The “search” for Indori came with its own set of adventures. “It was a long route and on the way we were stopped by illegal miners who thought we were mediapersons. When we started at 5 am from Delhi, there were five cars. Only one car finally reached the foothills of the Aravalli, only to realise later that there was no motorable road leading to the fort. But these aspects make the hunt for heritage thrilling,” says Rooprai, who formed Youth For Heritage Foundation this year.

It is important to read historical events as a story, and focus on the untold ones, he says. For instance, at the gates of Purana Qila, Rooprai talks about Hemu or Hemchandra Vikramaditya who ruled from the fort briefly, and not about Sher Shah Suri and Humayun. His is a one-man show and he does not charge any fee.
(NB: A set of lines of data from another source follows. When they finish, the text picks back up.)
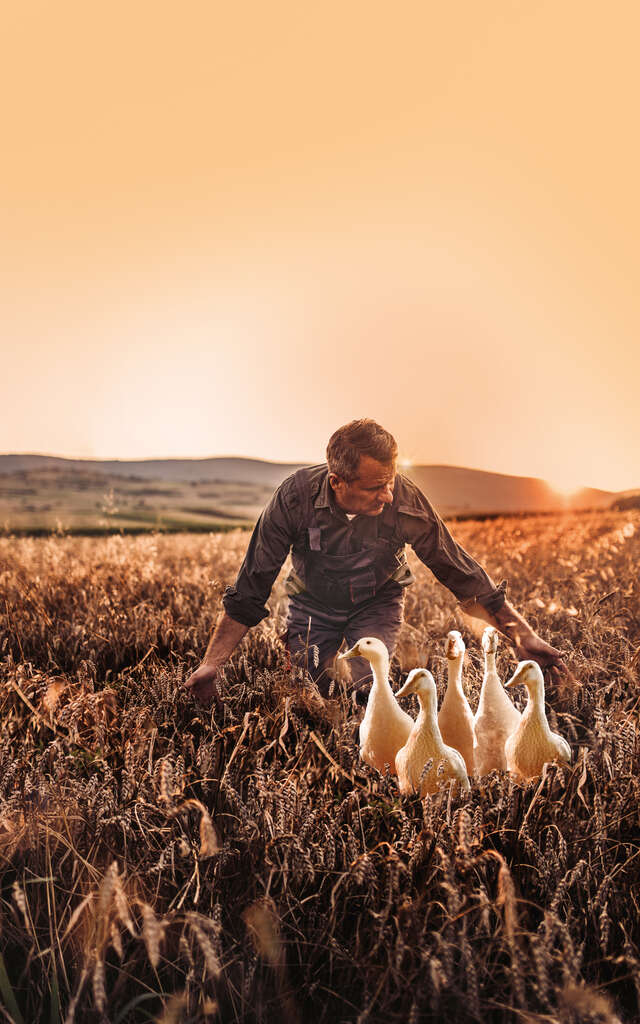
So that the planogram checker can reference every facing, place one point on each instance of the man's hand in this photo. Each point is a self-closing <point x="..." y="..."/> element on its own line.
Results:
<point x="202" y="684"/>
<point x="525" y="641"/>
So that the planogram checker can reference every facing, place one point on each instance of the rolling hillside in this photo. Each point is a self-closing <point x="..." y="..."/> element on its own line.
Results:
<point x="45" y="493"/>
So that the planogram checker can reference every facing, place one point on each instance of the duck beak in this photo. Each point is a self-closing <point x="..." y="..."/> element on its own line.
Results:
<point x="353" y="652"/>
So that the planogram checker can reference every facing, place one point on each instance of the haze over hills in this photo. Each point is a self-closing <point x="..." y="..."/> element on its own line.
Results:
<point x="43" y="493"/>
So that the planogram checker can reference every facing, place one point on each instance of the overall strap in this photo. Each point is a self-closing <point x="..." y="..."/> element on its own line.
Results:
<point x="306" y="506"/>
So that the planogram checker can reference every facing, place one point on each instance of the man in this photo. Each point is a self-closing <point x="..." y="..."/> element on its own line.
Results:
<point x="346" y="524"/>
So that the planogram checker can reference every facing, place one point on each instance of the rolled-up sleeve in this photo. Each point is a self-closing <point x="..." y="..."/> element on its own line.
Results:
<point x="451" y="564"/>
<point x="270" y="541"/>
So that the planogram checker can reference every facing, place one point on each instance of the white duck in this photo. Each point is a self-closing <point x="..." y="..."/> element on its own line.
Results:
<point x="425" y="742"/>
<point x="456" y="717"/>
<point x="385" y="727"/>
<point x="496" y="718"/>
<point x="532" y="743"/>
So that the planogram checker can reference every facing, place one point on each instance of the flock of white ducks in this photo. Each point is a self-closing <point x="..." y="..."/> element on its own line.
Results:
<point x="455" y="744"/>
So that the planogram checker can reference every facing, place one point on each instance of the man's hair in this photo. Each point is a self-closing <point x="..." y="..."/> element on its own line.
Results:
<point x="356" y="438"/>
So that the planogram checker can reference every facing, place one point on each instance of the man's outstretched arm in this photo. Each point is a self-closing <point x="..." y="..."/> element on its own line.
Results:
<point x="222" y="643"/>
<point x="527" y="644"/>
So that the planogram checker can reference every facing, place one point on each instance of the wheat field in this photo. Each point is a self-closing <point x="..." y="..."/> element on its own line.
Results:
<point x="162" y="862"/>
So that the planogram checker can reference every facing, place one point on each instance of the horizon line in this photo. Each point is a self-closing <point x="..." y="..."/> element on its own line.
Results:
<point x="272" y="462"/>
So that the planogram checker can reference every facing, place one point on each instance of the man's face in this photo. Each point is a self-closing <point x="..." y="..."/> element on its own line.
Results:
<point x="370" y="492"/>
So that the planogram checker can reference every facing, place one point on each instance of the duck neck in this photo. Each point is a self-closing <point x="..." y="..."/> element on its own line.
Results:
<point x="380" y="668"/>
<point x="427" y="717"/>
<point x="536" y="707"/>
<point x="489" y="663"/>
<point x="455" y="674"/>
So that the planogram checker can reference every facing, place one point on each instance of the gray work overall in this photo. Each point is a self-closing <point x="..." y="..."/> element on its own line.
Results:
<point x="342" y="596"/>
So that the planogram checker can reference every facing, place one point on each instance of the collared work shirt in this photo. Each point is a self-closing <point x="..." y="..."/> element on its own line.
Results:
<point x="285" y="523"/>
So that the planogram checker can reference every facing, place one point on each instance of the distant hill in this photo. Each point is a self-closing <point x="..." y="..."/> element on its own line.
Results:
<point x="224" y="470"/>
<point x="473" y="492"/>
<point x="43" y="493"/>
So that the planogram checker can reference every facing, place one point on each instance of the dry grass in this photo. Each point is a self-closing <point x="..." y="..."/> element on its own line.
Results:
<point x="161" y="862"/>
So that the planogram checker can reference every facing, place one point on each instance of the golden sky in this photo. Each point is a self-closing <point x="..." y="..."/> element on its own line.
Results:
<point x="228" y="228"/>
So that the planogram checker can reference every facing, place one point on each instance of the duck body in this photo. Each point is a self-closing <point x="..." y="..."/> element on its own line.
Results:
<point x="425" y="743"/>
<point x="456" y="717"/>
<point x="385" y="726"/>
<point x="534" y="744"/>
<point x="496" y="718"/>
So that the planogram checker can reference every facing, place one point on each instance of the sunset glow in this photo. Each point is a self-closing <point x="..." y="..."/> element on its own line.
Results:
<point x="227" y="235"/>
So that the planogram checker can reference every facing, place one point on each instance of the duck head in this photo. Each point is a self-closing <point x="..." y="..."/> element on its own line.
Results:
<point x="530" y="675"/>
<point x="455" y="645"/>
<point x="369" y="647"/>
<point x="420" y="681"/>
<point x="489" y="640"/>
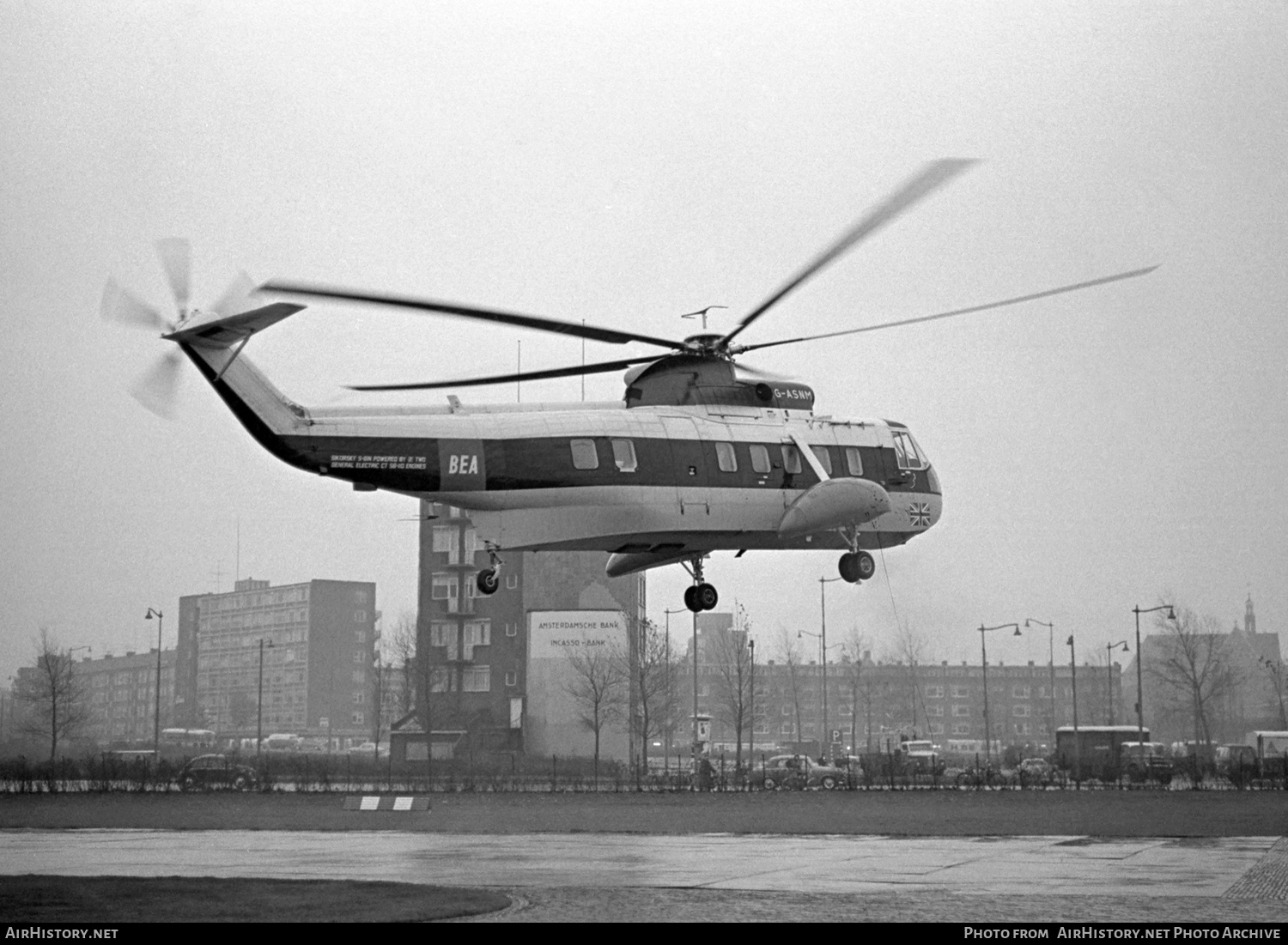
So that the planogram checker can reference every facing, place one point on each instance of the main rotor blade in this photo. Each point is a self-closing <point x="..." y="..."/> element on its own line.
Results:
<point x="157" y="388"/>
<point x="120" y="306"/>
<point x="603" y="367"/>
<point x="177" y="259"/>
<point x="1017" y="300"/>
<point x="932" y="178"/>
<point x="538" y="322"/>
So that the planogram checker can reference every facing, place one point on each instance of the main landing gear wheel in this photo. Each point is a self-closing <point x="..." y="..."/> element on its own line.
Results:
<point x="701" y="597"/>
<point x="857" y="566"/>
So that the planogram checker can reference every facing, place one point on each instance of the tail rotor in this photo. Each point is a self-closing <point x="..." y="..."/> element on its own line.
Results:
<point x="159" y="386"/>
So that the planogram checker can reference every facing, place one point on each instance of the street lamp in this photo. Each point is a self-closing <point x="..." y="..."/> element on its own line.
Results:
<point x="156" y="712"/>
<point x="1051" y="644"/>
<point x="822" y="638"/>
<point x="1073" y="685"/>
<point x="670" y="703"/>
<point x="1140" y="659"/>
<point x="983" y="649"/>
<point x="259" y="707"/>
<point x="1109" y="666"/>
<point x="751" y="736"/>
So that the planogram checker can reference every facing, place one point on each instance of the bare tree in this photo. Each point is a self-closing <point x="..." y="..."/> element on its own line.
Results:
<point x="1194" y="669"/>
<point x="857" y="685"/>
<point x="790" y="651"/>
<point x="1275" y="674"/>
<point x="654" y="676"/>
<point x="598" y="684"/>
<point x="732" y="664"/>
<point x="53" y="693"/>
<point x="398" y="644"/>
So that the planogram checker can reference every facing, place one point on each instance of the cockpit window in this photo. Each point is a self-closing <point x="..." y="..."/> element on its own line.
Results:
<point x="906" y="451"/>
<point x="791" y="458"/>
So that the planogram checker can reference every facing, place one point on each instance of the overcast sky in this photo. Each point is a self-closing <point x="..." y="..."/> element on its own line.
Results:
<point x="623" y="164"/>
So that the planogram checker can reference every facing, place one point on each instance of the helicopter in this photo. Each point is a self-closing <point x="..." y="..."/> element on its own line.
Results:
<point x="702" y="453"/>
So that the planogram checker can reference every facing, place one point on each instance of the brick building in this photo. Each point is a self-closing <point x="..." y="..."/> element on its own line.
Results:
<point x="477" y="645"/>
<point x="311" y="645"/>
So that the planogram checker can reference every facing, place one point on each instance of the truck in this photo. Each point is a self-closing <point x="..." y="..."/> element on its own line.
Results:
<point x="1272" y="752"/>
<point x="1097" y="751"/>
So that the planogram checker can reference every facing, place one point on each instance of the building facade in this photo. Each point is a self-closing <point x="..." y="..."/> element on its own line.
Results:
<point x="121" y="693"/>
<point x="1236" y="679"/>
<point x="309" y="648"/>
<point x="477" y="672"/>
<point x="870" y="703"/>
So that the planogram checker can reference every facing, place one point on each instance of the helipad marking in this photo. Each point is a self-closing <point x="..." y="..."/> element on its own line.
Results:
<point x="378" y="803"/>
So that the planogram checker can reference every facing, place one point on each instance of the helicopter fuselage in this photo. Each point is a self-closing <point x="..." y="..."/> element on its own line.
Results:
<point x="659" y="482"/>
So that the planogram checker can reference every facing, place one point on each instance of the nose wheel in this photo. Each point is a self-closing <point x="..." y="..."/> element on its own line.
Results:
<point x="489" y="579"/>
<point x="855" y="566"/>
<point x="701" y="597"/>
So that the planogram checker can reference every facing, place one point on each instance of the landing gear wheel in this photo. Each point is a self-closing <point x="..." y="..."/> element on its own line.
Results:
<point x="855" y="566"/>
<point x="706" y="597"/>
<point x="487" y="581"/>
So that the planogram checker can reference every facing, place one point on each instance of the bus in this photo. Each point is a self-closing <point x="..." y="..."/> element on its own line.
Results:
<point x="187" y="742"/>
<point x="1095" y="751"/>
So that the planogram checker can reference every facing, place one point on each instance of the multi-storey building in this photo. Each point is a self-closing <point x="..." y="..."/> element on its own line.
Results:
<point x="872" y="702"/>
<point x="118" y="695"/>
<point x="477" y="645"/>
<point x="308" y="646"/>
<point x="121" y="694"/>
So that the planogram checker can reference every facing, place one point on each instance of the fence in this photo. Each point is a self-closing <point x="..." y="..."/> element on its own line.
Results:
<point x="517" y="772"/>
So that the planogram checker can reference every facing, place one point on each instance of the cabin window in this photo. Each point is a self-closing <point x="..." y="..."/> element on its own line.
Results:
<point x="726" y="457"/>
<point x="623" y="455"/>
<point x="584" y="455"/>
<point x="824" y="457"/>
<point x="791" y="458"/>
<point x="906" y="451"/>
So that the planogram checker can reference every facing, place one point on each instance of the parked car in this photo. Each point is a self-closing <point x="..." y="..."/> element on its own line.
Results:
<point x="1036" y="772"/>
<point x="795" y="772"/>
<point x="209" y="772"/>
<point x="1146" y="761"/>
<point x="1236" y="762"/>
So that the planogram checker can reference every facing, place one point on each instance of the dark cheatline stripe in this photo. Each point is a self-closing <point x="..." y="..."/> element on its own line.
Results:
<point x="546" y="463"/>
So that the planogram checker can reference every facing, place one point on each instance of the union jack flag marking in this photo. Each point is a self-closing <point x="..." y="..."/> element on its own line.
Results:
<point x="919" y="512"/>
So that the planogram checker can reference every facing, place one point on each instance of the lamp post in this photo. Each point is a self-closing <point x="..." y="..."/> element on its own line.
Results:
<point x="1109" y="667"/>
<point x="822" y="640"/>
<point x="1051" y="644"/>
<point x="670" y="702"/>
<point x="259" y="706"/>
<point x="1140" y="658"/>
<point x="156" y="712"/>
<point x="988" y="733"/>
<point x="751" y="736"/>
<point x="822" y="604"/>
<point x="1073" y="685"/>
<point x="695" y="748"/>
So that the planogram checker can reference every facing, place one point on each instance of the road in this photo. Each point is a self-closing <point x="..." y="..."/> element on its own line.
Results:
<point x="721" y="877"/>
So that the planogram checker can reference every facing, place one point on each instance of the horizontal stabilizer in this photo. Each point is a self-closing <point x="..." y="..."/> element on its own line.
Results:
<point x="226" y="332"/>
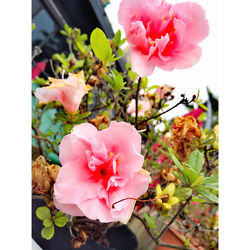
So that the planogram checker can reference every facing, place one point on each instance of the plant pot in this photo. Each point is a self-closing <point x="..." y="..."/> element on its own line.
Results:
<point x="120" y="238"/>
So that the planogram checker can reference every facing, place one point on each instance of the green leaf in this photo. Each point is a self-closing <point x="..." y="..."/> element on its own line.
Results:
<point x="101" y="45"/>
<point x="47" y="222"/>
<point x="43" y="213"/>
<point x="117" y="38"/>
<point x="120" y="52"/>
<point x="61" y="221"/>
<point x="198" y="181"/>
<point x="122" y="42"/>
<point x="210" y="180"/>
<point x="59" y="214"/>
<point x="202" y="106"/>
<point x="183" y="193"/>
<point x="67" y="128"/>
<point x="175" y="160"/>
<point x="84" y="115"/>
<point x="208" y="195"/>
<point x="190" y="174"/>
<point x="48" y="232"/>
<point x="150" y="220"/>
<point x="182" y="179"/>
<point x="195" y="160"/>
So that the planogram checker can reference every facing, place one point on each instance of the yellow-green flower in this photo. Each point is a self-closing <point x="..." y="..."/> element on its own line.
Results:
<point x="164" y="204"/>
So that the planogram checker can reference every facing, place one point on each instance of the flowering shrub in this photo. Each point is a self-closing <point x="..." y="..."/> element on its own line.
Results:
<point x="105" y="154"/>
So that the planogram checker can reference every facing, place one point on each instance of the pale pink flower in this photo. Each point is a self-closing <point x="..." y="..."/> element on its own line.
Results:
<point x="68" y="92"/>
<point x="163" y="90"/>
<point x="143" y="106"/>
<point x="163" y="35"/>
<point x="100" y="168"/>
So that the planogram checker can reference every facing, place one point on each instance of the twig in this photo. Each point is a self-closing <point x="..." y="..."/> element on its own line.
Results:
<point x="156" y="240"/>
<point x="38" y="141"/>
<point x="136" y="102"/>
<point x="52" y="68"/>
<point x="173" y="219"/>
<point x="182" y="101"/>
<point x="37" y="197"/>
<point x="47" y="140"/>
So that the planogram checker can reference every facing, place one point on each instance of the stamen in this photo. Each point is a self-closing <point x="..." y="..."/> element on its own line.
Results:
<point x="151" y="200"/>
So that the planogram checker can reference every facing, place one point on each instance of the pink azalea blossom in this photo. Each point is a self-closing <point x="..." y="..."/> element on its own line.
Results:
<point x="68" y="92"/>
<point x="143" y="106"/>
<point x="100" y="168"/>
<point x="163" y="35"/>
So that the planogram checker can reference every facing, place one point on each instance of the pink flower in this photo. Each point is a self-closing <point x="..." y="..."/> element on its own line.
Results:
<point x="163" y="35"/>
<point x="38" y="69"/>
<point x="196" y="114"/>
<point x="163" y="90"/>
<point x="100" y="168"/>
<point x="68" y="92"/>
<point x="143" y="106"/>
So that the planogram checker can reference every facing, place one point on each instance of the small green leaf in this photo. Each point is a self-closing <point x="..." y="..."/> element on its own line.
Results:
<point x="190" y="174"/>
<point x="84" y="115"/>
<point x="150" y="220"/>
<point x="59" y="214"/>
<point x="47" y="222"/>
<point x="61" y="221"/>
<point x="182" y="179"/>
<point x="101" y="46"/>
<point x="202" y="106"/>
<point x="210" y="180"/>
<point x="198" y="181"/>
<point x="175" y="160"/>
<point x="120" y="52"/>
<point x="48" y="232"/>
<point x="43" y="213"/>
<point x="183" y="193"/>
<point x="67" y="128"/>
<point x="207" y="195"/>
<point x="195" y="160"/>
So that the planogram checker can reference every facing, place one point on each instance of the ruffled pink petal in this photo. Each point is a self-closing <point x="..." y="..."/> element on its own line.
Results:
<point x="137" y="36"/>
<point x="71" y="209"/>
<point x="73" y="184"/>
<point x="45" y="95"/>
<point x="137" y="186"/>
<point x="72" y="148"/>
<point x="123" y="139"/>
<point x="85" y="132"/>
<point x="183" y="60"/>
<point x="194" y="17"/>
<point x="140" y="64"/>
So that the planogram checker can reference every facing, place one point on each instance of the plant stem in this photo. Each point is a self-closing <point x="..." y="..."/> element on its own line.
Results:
<point x="173" y="219"/>
<point x="136" y="102"/>
<point x="38" y="140"/>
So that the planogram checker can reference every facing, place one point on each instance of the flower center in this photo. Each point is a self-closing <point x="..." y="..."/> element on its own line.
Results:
<point x="104" y="171"/>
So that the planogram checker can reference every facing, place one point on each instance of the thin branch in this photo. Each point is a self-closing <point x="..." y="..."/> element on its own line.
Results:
<point x="156" y="240"/>
<point x="173" y="219"/>
<point x="38" y="141"/>
<point x="47" y="140"/>
<point x="182" y="101"/>
<point x="37" y="197"/>
<point x="136" y="102"/>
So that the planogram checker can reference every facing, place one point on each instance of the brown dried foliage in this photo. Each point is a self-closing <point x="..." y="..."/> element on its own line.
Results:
<point x="43" y="175"/>
<point x="185" y="130"/>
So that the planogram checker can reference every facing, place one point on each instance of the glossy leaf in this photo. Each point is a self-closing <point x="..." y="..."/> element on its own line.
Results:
<point x="101" y="45"/>
<point x="48" y="232"/>
<point x="43" y="213"/>
<point x="195" y="160"/>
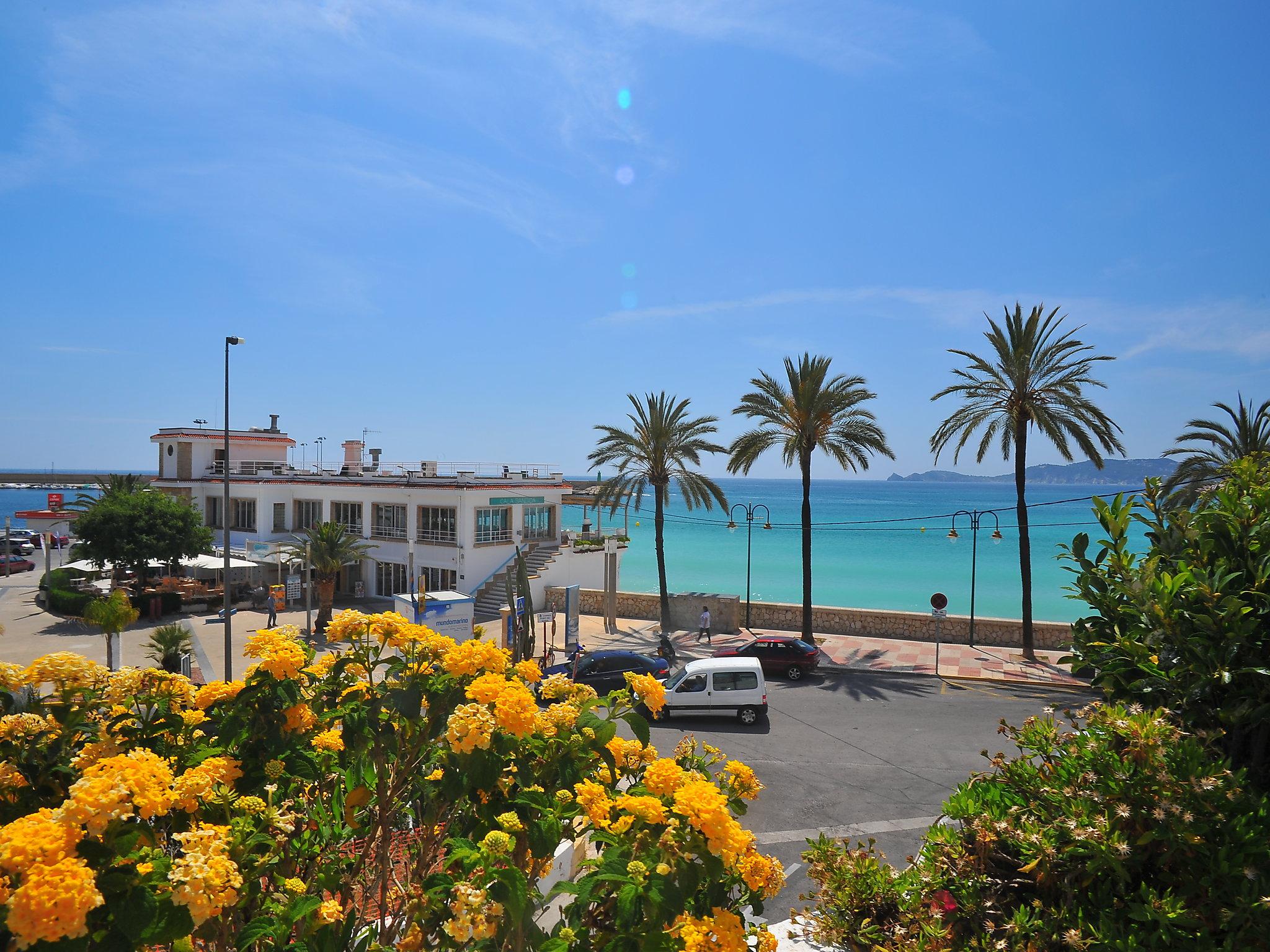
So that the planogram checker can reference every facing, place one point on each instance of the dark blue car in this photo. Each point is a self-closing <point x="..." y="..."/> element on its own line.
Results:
<point x="606" y="671"/>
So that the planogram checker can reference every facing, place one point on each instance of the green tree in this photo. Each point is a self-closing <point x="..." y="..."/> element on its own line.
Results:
<point x="812" y="412"/>
<point x="112" y="615"/>
<point x="130" y="530"/>
<point x="1036" y="375"/>
<point x="1208" y="447"/>
<point x="658" y="450"/>
<point x="331" y="549"/>
<point x="167" y="644"/>
<point x="1186" y="624"/>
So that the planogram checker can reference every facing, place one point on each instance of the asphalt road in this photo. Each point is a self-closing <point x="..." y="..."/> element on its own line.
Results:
<point x="861" y="756"/>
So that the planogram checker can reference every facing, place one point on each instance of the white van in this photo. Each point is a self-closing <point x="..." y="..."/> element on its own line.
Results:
<point x="709" y="685"/>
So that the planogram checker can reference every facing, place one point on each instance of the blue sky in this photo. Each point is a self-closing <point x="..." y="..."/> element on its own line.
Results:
<point x="438" y="221"/>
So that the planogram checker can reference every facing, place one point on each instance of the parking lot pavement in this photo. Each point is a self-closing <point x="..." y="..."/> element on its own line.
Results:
<point x="859" y="756"/>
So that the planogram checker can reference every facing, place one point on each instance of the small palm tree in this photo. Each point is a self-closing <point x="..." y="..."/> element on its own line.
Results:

Historical storytelling isn’t as simple as it sounds; while facts need to be as accurate as possible, finding interesting ways to tell them as stories is a constant challenge. “One needs to dig up stories hidden in the past, locked in the present and buried within ourselves. The idea is to bring together spaces, places and people in a matrix of stories that connect us with our roots,” says Yuveka Singh, founder, Darwesh, a Delhi-based storytelling organisation that offers storytelling walks, tours and workshops for fees ranging between Rs 1,000 and Rs 2,000. Founded last year, Darwesh has also attempted to weave in theatrical performances in its storytelling sessions. For one of its events, “Her Story”, organised at the Roshanara Garden last month, Singh invited two professional Delhi-based actors. The story unfolded through a dialogue between the two actors playing sisters Jahanara and Roshanara, two powerful women of 17th-century India, and showcased the power struggle in the Mughal court. Besides such “theatre walks”, Darwesh also conducts workshops on Sufism. Next on the cards is a photo story session in old Goa.